Great beer in the bar and now a few more days rest to fix some of the electrics on the bikes and most importantly to visit Rihard’s charity that cares for orphaned children.


Saturday, June 16 – Yang Xian, Shaanxi Province – Dave

We were all subdued as we breakfasted together for the last time  before John headed off to the airport for his flight back to England.   And our glum mood was amplified by the surroundings – a grubby dining room, in a grubby hotel, in a grubby city…

I echo Simon’s comment in yesterday’s blog regarding the remarkable harmony of the group – it’s been one of the most delightful aspects of the trip.  But the flip side is, of course, that when someone leaves there’s grieving to be done.  We will miss John.  But as to Simon’s comment that the big guy will be “riding with us in spirit”, I m worried that Simon’s over-exposure to Buddhism combined with vulnerability to altitude  is turning his mind.   We’ll have to keep an eye on him.

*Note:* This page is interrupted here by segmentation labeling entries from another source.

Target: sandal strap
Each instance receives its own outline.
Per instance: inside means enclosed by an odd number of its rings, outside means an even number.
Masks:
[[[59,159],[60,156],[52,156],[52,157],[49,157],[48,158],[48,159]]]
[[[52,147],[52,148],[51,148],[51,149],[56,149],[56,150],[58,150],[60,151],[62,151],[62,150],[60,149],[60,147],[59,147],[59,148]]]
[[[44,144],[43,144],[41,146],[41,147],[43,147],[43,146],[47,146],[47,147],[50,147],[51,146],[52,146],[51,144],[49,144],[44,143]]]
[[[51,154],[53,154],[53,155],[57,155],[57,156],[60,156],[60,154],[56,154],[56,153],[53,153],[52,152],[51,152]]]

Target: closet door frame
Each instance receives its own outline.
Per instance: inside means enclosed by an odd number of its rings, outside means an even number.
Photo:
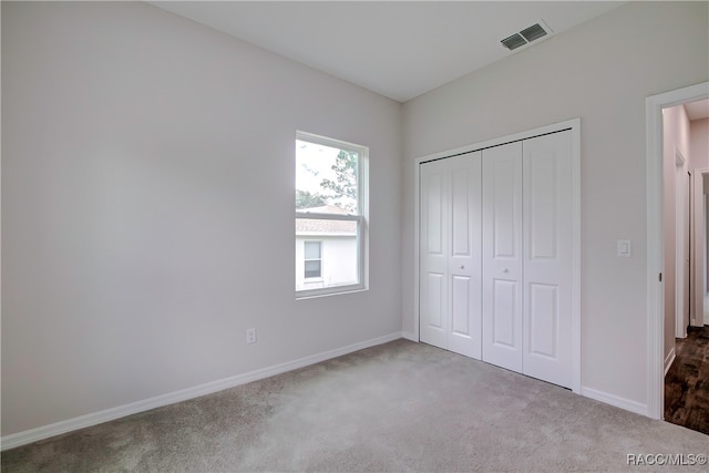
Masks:
[[[453,157],[461,154],[483,151],[492,146],[499,146],[521,140],[528,140],[536,136],[557,133],[563,131],[572,133],[572,390],[580,394],[582,373],[580,373],[580,119],[567,120],[554,123],[526,132],[510,134],[497,138],[474,143],[467,146],[454,150],[442,151],[415,158],[414,169],[414,308],[413,315],[413,332],[414,341],[420,341],[419,331],[419,271],[420,271],[420,166],[422,163]]]

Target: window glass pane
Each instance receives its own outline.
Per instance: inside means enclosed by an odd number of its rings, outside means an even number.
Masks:
[[[296,209],[358,214],[358,162],[356,151],[296,140]]]
[[[315,261],[306,261],[306,278],[319,278],[320,273],[320,260]]]
[[[306,241],[306,259],[320,259],[320,241]]]

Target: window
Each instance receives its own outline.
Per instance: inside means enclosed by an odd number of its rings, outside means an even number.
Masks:
[[[367,288],[366,146],[296,134],[296,297]]]
[[[305,266],[305,278],[322,277],[322,241],[304,241],[305,257],[302,259]]]

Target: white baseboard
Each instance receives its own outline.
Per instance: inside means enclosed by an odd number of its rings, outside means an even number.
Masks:
[[[401,337],[405,338],[407,340],[411,340],[411,341],[415,341],[417,343],[419,342],[419,336],[417,336],[414,332],[412,331],[404,331],[401,332]]]
[[[672,347],[672,349],[669,351],[669,353],[665,358],[665,376],[667,376],[667,372],[672,367],[672,363],[675,362],[675,358],[677,358],[677,356],[675,352],[675,347]]]
[[[309,357],[287,361],[285,363],[275,364],[273,367],[263,368],[244,374],[237,374],[235,377],[212,381],[205,384],[195,385],[193,388],[169,392],[167,394],[156,395],[154,398],[144,399],[142,401],[132,402],[130,404],[119,405],[116,408],[106,409],[104,411],[93,412],[53,424],[42,425],[35,429],[25,430],[23,432],[13,433],[0,439],[0,450],[13,449],[16,446],[37,442],[38,440],[48,439],[50,436],[71,432],[78,429],[96,425],[126,415],[136,414],[138,412],[161,408],[167,404],[173,404],[175,402],[198,398],[201,395],[212,394],[213,392],[234,388],[240,384],[246,384],[247,382],[251,381],[258,381],[260,379],[269,378],[275,374],[285,373],[287,371],[297,370],[298,368],[319,363],[320,361],[341,357],[342,354],[351,353],[353,351],[363,350],[377,345],[398,340],[402,338],[402,336],[403,335],[401,332],[390,333],[388,336],[373,338],[370,340],[361,341],[359,343],[349,345],[347,347],[336,348],[333,350],[311,354]]]
[[[649,417],[647,404],[643,404],[630,399],[620,398],[619,395],[609,394],[607,392],[585,387],[580,388],[580,394],[586,398],[595,399],[596,401],[605,402],[606,404],[615,405],[616,408],[625,409],[626,411],[635,412],[636,414]]]

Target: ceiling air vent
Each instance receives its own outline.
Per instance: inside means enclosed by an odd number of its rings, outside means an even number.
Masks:
[[[514,49],[517,49],[520,47],[525,45],[527,43],[527,40],[522,38],[522,35],[520,33],[514,33],[513,35],[507,37],[504,40],[502,40],[501,43],[502,43],[502,45],[507,48],[510,51],[512,51]]]
[[[522,48],[523,45],[531,43],[532,41],[544,38],[551,32],[552,30],[549,29],[549,27],[544,24],[543,21],[540,21],[538,23],[534,23],[533,25],[525,28],[518,33],[512,34],[511,37],[507,37],[500,42],[510,51],[513,51],[517,48]]]

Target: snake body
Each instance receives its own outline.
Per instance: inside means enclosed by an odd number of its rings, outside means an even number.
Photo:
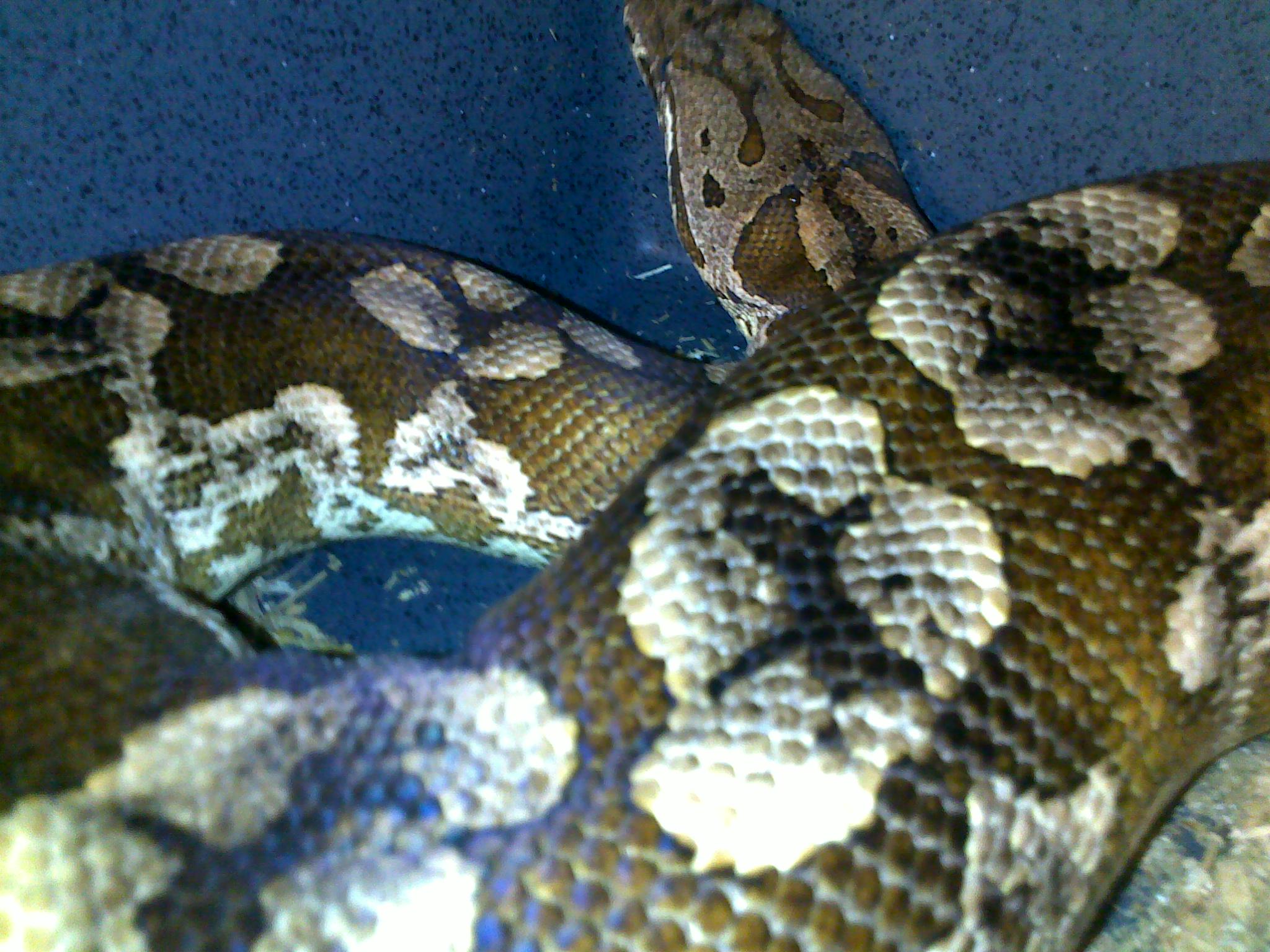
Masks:
[[[0,948],[1074,949],[1270,729],[1270,164],[923,241],[777,18],[626,18],[726,374],[371,240],[0,279]],[[446,664],[206,604],[385,532],[573,541]]]

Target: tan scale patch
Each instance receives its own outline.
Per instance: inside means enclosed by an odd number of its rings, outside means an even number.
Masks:
[[[282,242],[217,235],[161,245],[145,254],[150,268],[213,294],[255,291],[282,264]]]
[[[883,286],[867,315],[870,331],[952,395],[958,426],[973,447],[1083,479],[1099,466],[1124,462],[1129,444],[1146,439],[1179,476],[1195,482],[1193,416],[1177,377],[1218,353],[1215,324],[1196,294],[1142,273],[1172,250],[1179,227],[1175,207],[1148,198],[1132,189],[1086,189],[989,216],[936,241]],[[1142,221],[1133,220],[1135,208]],[[1041,223],[1029,223],[1029,215]],[[1003,231],[1077,248],[1095,265],[1137,269],[1124,283],[1092,289],[1069,306],[1077,324],[1102,331],[1095,359],[1123,374],[1125,388],[1146,397],[1142,406],[1114,406],[1033,367],[977,373],[991,338],[1030,340],[1034,316],[1045,312],[1044,302],[966,258],[984,237]]]
[[[380,485],[420,496],[462,486],[505,533],[547,543],[579,536],[574,519],[530,508],[535,490],[525,470],[507,447],[478,435],[475,418],[457,381],[438,385],[424,411],[398,421]]]
[[[979,781],[966,798],[970,831],[961,918],[931,952],[992,947],[1002,900],[1021,895],[1027,935],[1068,935],[1088,908],[1093,873],[1116,825],[1120,782],[1097,765],[1076,791],[1041,800],[1003,777]],[[1005,905],[1013,905],[1010,899]]]
[[[481,268],[471,261],[455,261],[450,273],[472,307],[490,314],[503,314],[525,303],[530,292],[511,278]]]
[[[55,264],[0,277],[0,303],[42,317],[65,317],[110,273],[93,261]]]
[[[1218,561],[1236,531],[1234,520],[1223,510],[1213,510],[1200,513],[1199,523],[1198,564],[1182,576],[1177,599],[1165,609],[1165,656],[1181,675],[1184,691],[1199,691],[1218,678],[1232,621]]]
[[[627,371],[640,366],[635,348],[598,324],[566,314],[560,319],[560,330],[568,334],[574,344],[601,360],[608,360]]]
[[[452,353],[458,347],[458,308],[428,278],[398,263],[349,282],[353,298],[422,350]]]
[[[56,335],[6,340],[0,349],[0,386],[39,383],[98,367],[117,368],[131,378],[149,374],[150,358],[171,327],[168,307],[159,298],[118,287],[112,287],[88,317],[97,324],[98,345]],[[119,381],[107,383],[110,390],[119,386]]]
[[[959,638],[982,645],[1007,614],[999,541],[987,515],[888,476],[884,451],[876,407],[831,387],[792,387],[716,418],[649,480],[650,518],[631,541],[618,611],[636,646],[665,664],[676,707],[632,769],[631,796],[695,848],[697,869],[786,869],[843,839],[872,817],[885,768],[928,754],[933,724],[918,692],[834,702],[805,654],[710,697],[712,677],[791,621],[782,576],[723,528],[725,481],[762,470],[822,515],[870,496],[880,506],[875,520],[860,524],[859,543],[843,537],[838,559],[862,597],[880,578],[869,575],[869,559],[908,567],[930,604],[918,594],[888,602],[879,588],[871,607],[892,627],[937,619],[942,637],[904,646],[941,687],[972,668],[973,658],[956,651]],[[861,555],[856,545],[876,552]],[[818,745],[829,725],[841,748]]]
[[[928,692],[950,698],[975,669],[975,649],[1010,617],[1001,538],[979,506],[894,477],[870,514],[838,542],[838,576],[883,644],[921,665]]]
[[[1248,226],[1231,258],[1231,270],[1241,272],[1255,288],[1270,287],[1270,204]]]
[[[144,803],[220,849],[244,845],[290,806],[292,768],[330,745],[351,713],[343,701],[301,717],[306,698],[244,688],[173,711],[124,737],[118,763],[84,790],[99,802]]]
[[[22,800],[0,816],[0,948],[146,952],[137,911],[178,871],[110,811]]]
[[[422,863],[373,857],[335,871],[319,862],[260,890],[263,934],[251,952],[398,952],[474,944],[480,869],[438,847]]]
[[[489,343],[458,358],[471,377],[540,380],[564,363],[564,341],[550,327],[507,321],[490,331]]]
[[[577,721],[521,671],[385,670],[378,687],[400,744],[409,748],[429,724],[443,732],[442,746],[414,746],[395,765],[438,791],[441,817],[372,829],[364,842],[345,842],[351,856],[320,857],[269,883],[258,949],[396,949],[425,933],[438,949],[466,952],[479,869],[441,839],[541,816],[577,769]],[[348,716],[339,703],[306,703],[324,717]]]
[[[1091,185],[1039,198],[980,218],[950,244],[969,249],[983,237],[1013,232],[1043,248],[1081,251],[1093,268],[1158,267],[1181,234],[1181,208],[1133,185]]]

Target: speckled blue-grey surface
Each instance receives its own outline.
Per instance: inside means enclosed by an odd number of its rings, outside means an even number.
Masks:
[[[1265,3],[771,5],[874,110],[941,228],[1270,156]],[[618,0],[6,0],[0,62],[0,272],[335,228],[494,264],[668,347],[737,344],[671,227]],[[357,644],[436,645],[527,578],[419,552],[431,592],[403,599],[400,545],[342,547],[348,590],[312,609]]]

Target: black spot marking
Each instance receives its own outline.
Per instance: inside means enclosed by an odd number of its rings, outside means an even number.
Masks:
[[[1021,228],[1038,228],[1039,220],[1027,220]],[[978,372],[996,376],[1011,368],[1027,367],[1058,377],[1068,386],[1090,393],[1111,406],[1134,409],[1147,399],[1126,387],[1125,376],[1099,363],[1095,349],[1102,343],[1100,327],[1077,324],[1073,301],[1085,300],[1090,291],[1124,283],[1128,272],[1090,265],[1077,249],[1043,248],[1025,241],[1015,231],[982,240],[968,254],[970,261],[1003,279],[1019,292],[1025,306],[1015,306],[1008,324],[989,316],[988,303],[979,320],[988,344],[979,358]],[[966,279],[955,279],[950,289],[969,300]],[[1006,302],[993,302],[1007,307]]]
[[[916,688],[922,683],[918,665],[878,641],[872,622],[838,581],[834,548],[848,524],[870,518],[867,498],[822,517],[776,489],[766,473],[735,479],[724,493],[724,531],[780,571],[794,619],[711,678],[710,697],[718,699],[738,680],[804,649],[812,674],[841,698],[865,685]]]

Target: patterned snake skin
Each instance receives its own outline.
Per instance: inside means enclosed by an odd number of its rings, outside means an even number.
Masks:
[[[0,279],[0,949],[1069,951],[1270,729],[1270,164],[923,242],[772,14],[626,19],[730,373],[382,241]],[[382,533],[574,541],[444,665],[206,605]]]

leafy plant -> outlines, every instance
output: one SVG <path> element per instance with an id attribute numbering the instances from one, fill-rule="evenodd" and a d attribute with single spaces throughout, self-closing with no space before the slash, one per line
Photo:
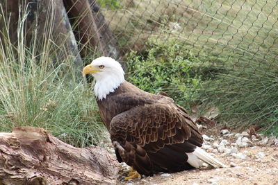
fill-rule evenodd
<path id="1" fill-rule="evenodd" d="M 201 76 L 195 67 L 199 60 L 171 39 L 149 39 L 146 44 L 143 55 L 135 51 L 128 55 L 129 80 L 150 93 L 164 91 L 189 107 L 201 88 Z"/>

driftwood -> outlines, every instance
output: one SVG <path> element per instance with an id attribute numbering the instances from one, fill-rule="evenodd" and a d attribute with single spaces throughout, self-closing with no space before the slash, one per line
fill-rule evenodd
<path id="1" fill-rule="evenodd" d="M 0 133 L 0 184 L 115 184 L 117 167 L 105 150 L 73 147 L 42 128 Z"/>

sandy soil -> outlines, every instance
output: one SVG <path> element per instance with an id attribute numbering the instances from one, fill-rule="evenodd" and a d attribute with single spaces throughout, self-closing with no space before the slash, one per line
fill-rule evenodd
<path id="1" fill-rule="evenodd" d="M 219 139 L 219 138 L 218 138 Z M 231 139 L 235 140 L 235 139 Z M 215 157 L 228 166 L 222 168 L 195 169 L 172 174 L 157 174 L 129 181 L 118 180 L 118 185 L 183 185 L 183 184 L 275 184 L 278 185 L 278 148 L 260 146 L 256 144 L 238 148 L 238 153 L 247 156 L 245 159 L 236 159 L 231 155 L 215 154 Z M 263 152 L 263 157 L 258 153 Z"/>

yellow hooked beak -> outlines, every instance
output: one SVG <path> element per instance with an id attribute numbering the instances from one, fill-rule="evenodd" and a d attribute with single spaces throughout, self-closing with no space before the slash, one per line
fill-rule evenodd
<path id="1" fill-rule="evenodd" d="M 102 71 L 100 71 L 99 69 L 97 69 L 96 67 L 93 66 L 91 64 L 88 64 L 88 65 L 85 66 L 83 69 L 82 73 L 84 76 L 84 75 L 92 74 L 92 73 L 97 73 L 97 72 L 102 72 Z"/>

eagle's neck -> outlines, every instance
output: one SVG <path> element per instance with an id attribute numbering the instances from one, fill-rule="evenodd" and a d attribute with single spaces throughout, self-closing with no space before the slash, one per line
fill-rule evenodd
<path id="1" fill-rule="evenodd" d="M 96 79 L 95 85 L 95 94 L 99 100 L 106 98 L 107 95 L 115 91 L 123 82 L 124 82 L 124 75 L 111 75 L 99 79 Z"/>

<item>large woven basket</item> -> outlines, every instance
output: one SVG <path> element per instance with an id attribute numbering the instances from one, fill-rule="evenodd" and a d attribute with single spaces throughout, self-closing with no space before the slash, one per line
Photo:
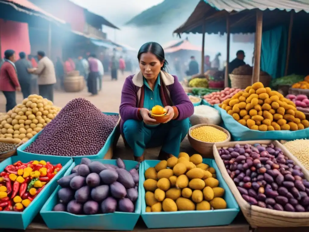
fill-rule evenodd
<path id="1" fill-rule="evenodd" d="M 194 129 L 201 127 L 208 126 L 212 127 L 218 130 L 222 131 L 226 135 L 227 137 L 226 140 L 224 142 L 229 142 L 231 140 L 231 135 L 230 132 L 224 128 L 213 124 L 198 124 L 191 127 L 188 131 L 188 140 L 191 145 L 191 146 L 198 152 L 204 158 L 213 158 L 213 146 L 216 143 L 207 143 L 195 139 L 191 136 L 191 131 Z M 220 142 L 220 143 L 222 142 Z"/>
<path id="2" fill-rule="evenodd" d="M 66 76 L 64 78 L 63 84 L 65 90 L 66 92 L 80 92 L 85 87 L 84 77 L 83 76 Z"/>
<path id="3" fill-rule="evenodd" d="M 308 226 L 309 226 L 309 212 L 294 213 L 279 211 L 249 204 L 243 198 L 234 182 L 228 174 L 225 165 L 218 152 L 218 148 L 221 147 L 226 148 L 233 147 L 236 144 L 241 146 L 246 144 L 253 145 L 256 143 L 268 144 L 271 143 L 273 143 L 276 147 L 281 148 L 285 155 L 287 156 L 289 159 L 294 161 L 295 165 L 299 165 L 304 174 L 305 178 L 307 180 L 309 180 L 309 172 L 284 146 L 277 140 L 256 140 L 217 143 L 213 146 L 214 156 L 222 177 L 235 197 L 245 217 L 252 227 L 256 228 L 258 227 Z"/>
<path id="4" fill-rule="evenodd" d="M 242 89 L 252 84 L 252 75 L 235 75 L 229 74 L 231 80 L 231 85 L 232 88 L 240 88 Z M 271 81 L 271 77 L 268 75 L 260 76 L 260 81 L 262 82 L 264 86 L 266 87 L 269 85 Z"/>
<path id="5" fill-rule="evenodd" d="M 309 89 L 303 89 L 302 88 L 290 88 L 289 89 L 289 93 L 295 96 L 298 94 L 304 94 L 309 97 Z"/>

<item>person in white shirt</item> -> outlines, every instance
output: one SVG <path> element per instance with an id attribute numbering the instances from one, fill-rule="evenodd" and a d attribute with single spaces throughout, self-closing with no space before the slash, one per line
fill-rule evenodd
<path id="1" fill-rule="evenodd" d="M 103 67 L 103 64 L 99 60 L 95 58 L 95 59 L 98 62 L 98 68 L 99 71 L 100 73 L 100 76 L 98 78 L 98 91 L 101 91 L 102 89 L 102 79 L 103 78 L 103 75 L 104 75 L 104 68 Z"/>

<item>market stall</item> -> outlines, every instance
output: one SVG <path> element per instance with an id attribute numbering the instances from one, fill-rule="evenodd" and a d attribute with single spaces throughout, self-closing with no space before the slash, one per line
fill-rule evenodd
<path id="1" fill-rule="evenodd" d="M 214 122 L 194 123 L 177 157 L 157 160 L 156 148 L 141 162 L 130 160 L 122 138 L 113 151 L 117 158 L 104 159 L 107 147 L 118 140 L 117 115 L 81 98 L 58 112 L 40 96 L 29 96 L 0 122 L 3 141 L 15 135 L 20 140 L 23 129 L 28 138 L 32 131 L 27 130 L 39 124 L 30 116 L 41 112 L 38 101 L 45 104 L 43 128 L 0 163 L 0 217 L 6 219 L 0 228 L 302 231 L 309 226 L 309 140 L 301 139 L 309 138 L 309 121 L 296 107 L 308 99 L 285 98 L 261 82 L 234 92 L 214 107 L 195 106 L 190 120 Z M 164 122 L 166 112 L 156 109 L 150 115 Z M 57 115 L 45 121 L 49 110 Z"/>

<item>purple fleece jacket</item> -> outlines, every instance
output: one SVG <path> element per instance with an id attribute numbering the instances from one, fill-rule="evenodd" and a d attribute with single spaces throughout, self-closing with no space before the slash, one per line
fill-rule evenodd
<path id="1" fill-rule="evenodd" d="M 119 113 L 121 117 L 121 128 L 122 129 L 124 122 L 129 119 L 141 120 L 139 117 L 139 110 L 137 105 L 137 93 L 140 87 L 135 86 L 132 81 L 134 75 L 127 77 L 123 84 L 121 95 L 121 104 L 119 107 Z M 171 98 L 174 105 L 177 108 L 178 116 L 176 120 L 182 120 L 191 116 L 194 113 L 193 104 L 184 92 L 181 84 L 176 76 L 174 77 L 173 84 L 167 85 L 169 91 Z M 143 97 L 143 96 L 142 97 Z"/>

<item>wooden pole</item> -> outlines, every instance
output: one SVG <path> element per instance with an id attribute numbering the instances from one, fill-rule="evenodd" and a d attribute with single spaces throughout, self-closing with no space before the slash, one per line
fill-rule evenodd
<path id="1" fill-rule="evenodd" d="M 261 61 L 261 47 L 262 46 L 262 33 L 263 28 L 263 13 L 261 11 L 256 11 L 256 25 L 255 32 L 255 45 L 254 60 L 252 73 L 252 83 L 260 80 L 260 70 Z"/>
<path id="2" fill-rule="evenodd" d="M 205 22 L 203 22 L 202 24 L 202 33 L 203 38 L 202 39 L 202 62 L 201 64 L 201 73 L 204 74 L 204 57 L 205 56 Z"/>
<path id="3" fill-rule="evenodd" d="M 48 57 L 52 59 L 52 24 L 49 22 L 48 25 Z"/>
<path id="4" fill-rule="evenodd" d="M 226 16 L 226 65 L 224 74 L 224 87 L 229 87 L 229 63 L 230 62 L 230 15 Z"/>
<path id="5" fill-rule="evenodd" d="M 287 75 L 289 68 L 289 61 L 290 60 L 290 52 L 291 50 L 291 39 L 292 37 L 292 31 L 293 27 L 293 20 L 294 19 L 294 10 L 291 11 L 290 14 L 290 22 L 289 26 L 289 35 L 288 37 L 287 47 L 286 49 L 286 69 L 284 71 L 284 75 Z"/>

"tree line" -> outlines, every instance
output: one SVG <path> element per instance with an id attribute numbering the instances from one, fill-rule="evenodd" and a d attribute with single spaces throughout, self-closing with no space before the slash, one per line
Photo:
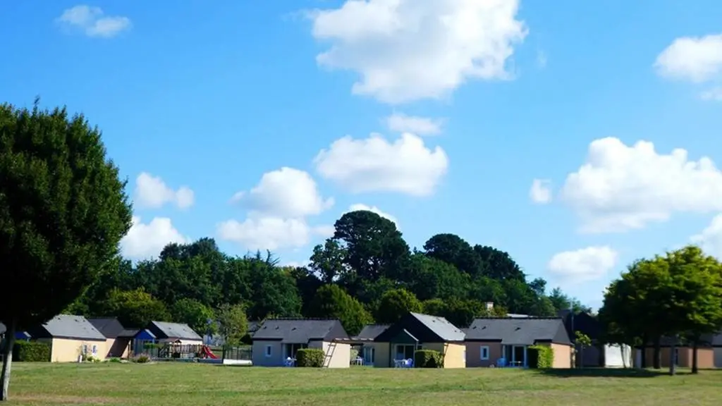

We moped around town for the rest of the day – getting haircuts, searching for a clean restaurant etc. – and decided that we needed to be back on the road asap, so we are leaving for Xian in the morning.

Nothing more to add, other than that I spent some agreeable time after dinner watching families roll by on their motor scooters.  They were enjoying the balmy Saturday evening.  And for them this city isn’t grubby, it’s home.